In Medieval times, the sapphire became a symbol of heaven, and as such was often worn by clergy in order to set them apart as agents of God. Commoners believed that owning a sapphire would not only provide protection from negative influences such as envy and illness, it would attract heavenly blessings to both an individual and their household. As a result, the gems became highly prized.
During the 13th century, sapphires became very popular in France as well. It was thought that the stone had the ability to transform a grumpy or irritable person into a more pleasant humor. Additionally, the stone was believed to be able to impart knowledge and wisdom, ridding the wearer of any ignorance or stupidity.
Today, the sapphire is the traditional birthstone for the month of September. In addition, it is also often given as a gift for the 45th and 65th wedding anniversaries.
While the most common natural sapphires are blue, they often contain at least a small amount of a secondary color such as purple, violet, or green. While blue is the traditional color of the September birthstone, some of the most highly prized and rare varieties of sapphire contain almost no blue at all.

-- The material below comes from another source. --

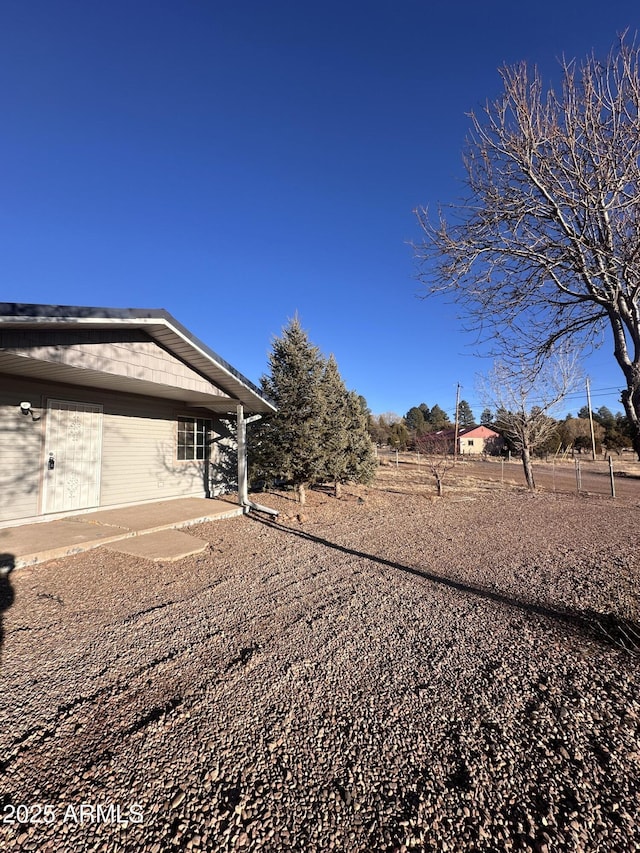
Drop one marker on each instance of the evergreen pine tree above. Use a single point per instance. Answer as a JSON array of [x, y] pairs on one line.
[[361, 462], [289, 444], [336, 427]]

Fancy color sapphires are yellow, green, or pink. The pink ones are particularly prized, so long as their color does not stray into the red range. Once the hue enters the red range of color, the stone is considered to be a ruby rather than a sapphire.
One of the most rare forms of sapphire is the star sapphire. This blue stone with have intersecting inclusions that cause a six-pointed star pattern to appear in the stone. Very rarely, a twelve point star may occur. While the star is usually white, it can have a golden color as well, depending on the material of the inclusion.

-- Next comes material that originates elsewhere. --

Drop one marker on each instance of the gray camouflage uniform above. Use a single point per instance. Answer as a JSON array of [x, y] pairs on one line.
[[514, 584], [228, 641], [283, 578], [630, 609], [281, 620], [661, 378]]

Finally, the color-change sapphire appears to be a different color depending upon the light. When worn outdoors, these gems may appear blue, while under incandescent light, they may appear to be purple. Other color combinations include green while outdoors and pink or violet while indoors.
Origin of the Word Sapphire
The word ‘sapphire‘ originates from old french ‘saphir‘; this comes from the Latin ‘sapphirus‘ and Greek ‘sappheiros‘.
Sapphire is an oxide mineral, specifically, aluminium oxide, Al2O3. It has a massive and granular trigonal crystal system. Its hardness is high resulting in 9 on Mohs scale (diamond is 10). It has a vitreous luster, a specific gravity of 3.95 – 4.03 and a melting point of 2,030 – 2,050 °C.
Natural or Synthetic?
Today, many of the sapphires that you will find in jewelry stores are artificial. These are created by pressing alumina powder with an oxyhydrogen flame against a mantle. This creates a teardrop shaped artificial sapphire. One of the benefits of this process, is that the artificial gems appear virtually identical to natural sapphires, but they can be created without the flaws that are found in the natural gemstones. In addition to being created in all of the natural occurring colors of sapphire, synthetic sapphires can be created in any color and hue.